News, Culture & Society

North Dakota disabled four-year-old beams as he bounces on a trampoline in his wheelchair

Boys will be boys! Mom films her disabled four-year-old son beaming with joy as he bounces on a trampoline in his wheelchair

  • Wyatt Burggraff, 4, laughs as he bounces on a trampoline in his wheelchair
  • His glasses nearly fall from his face as his wheelchair springs into the air
  • TNT Kids Fitness in North Dakota ‘unlocks potential’ in disabled children
  • Wyatt’s mom could not believe how much he loved the trampoline 

An adorable four-year-old boy beams with joy as he  bounces on a trampoline while still in his wheelchair.

Wyatt Burggraff, who has spina bifida, is in his wheelchair on a trampoline as Nate, an employee of TNT Kids Fitness in Fargo, North Dakota, jumps.

But as the video starts Wyatt’s glasses almost fall from his face and the boy has to struggle to keep them on.

Quick-thinking Nate takes the glasses from Wyatt’s face and puts them on himself, making the young boy giggle.  

Wyatt’s laugh is addictive as he is bounced up to five feet into the air.

The four-year-old asks to go higher and beams with joy as he is bounced on the trampoline. 

Four-year-old Wyatt Burggraff’s huge smile surprises his mom who cannot believe how much her son loves the trampoline

The viral video has had almost six million views and 92,000 shares since it was posted on social media by the fitness center.

TNT Kids Fitness works with children who have special needs and Wyatt has been going with his family once a week for the last two years.

The company’s website claims to ‘unlock potential’ and Wyatt’s mom Allison said she could not believe how much Wyatt loved the trampoline.

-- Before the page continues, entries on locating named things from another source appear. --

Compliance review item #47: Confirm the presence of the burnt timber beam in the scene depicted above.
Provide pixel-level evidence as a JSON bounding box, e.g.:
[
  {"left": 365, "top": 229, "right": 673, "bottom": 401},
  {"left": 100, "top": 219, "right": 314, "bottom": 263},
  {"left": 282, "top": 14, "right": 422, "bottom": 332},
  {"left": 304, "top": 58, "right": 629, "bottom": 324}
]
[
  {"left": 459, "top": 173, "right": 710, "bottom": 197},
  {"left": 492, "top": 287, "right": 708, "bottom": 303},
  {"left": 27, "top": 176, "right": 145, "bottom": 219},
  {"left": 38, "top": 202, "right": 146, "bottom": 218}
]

'Go higher': Wyatt asks gym employee Nate to jump his wheelchair higher on the trampoline

‘Go higher’: Wyatt asks gym employee Nate to jump his wheelchair higher on the trampoline

She told KVRR local news: ‘I didn’t even think it was possible that a wheelchair could jump on a trampoline.’

Wyatt has spina bifida, a defect of the spine in which part of the spinal cord is exposed through a gap in the backbone.

It often causes paralysis of lower limbs and sometimes learning difficulties.  

But at TNT kids fitness that does not mean he cannot join in with the other kids.

‘Every day we get to see these amazing men and women work with kids with special needs and really their able to tap into potential that parents didn’t even know they had,’ his mother added.  

The adorable video was filmed at the fitness center’s Giving Hearts Day, a 24-hour charity event in Minnesota and North Dakota for local charities.

Last year Giving Hearts Day raised a combined $13.1 million for charities in Western Minnesota and North Dakota.

And the gym, which opened in 2009, now sees more than 2,000 children through its doors each week.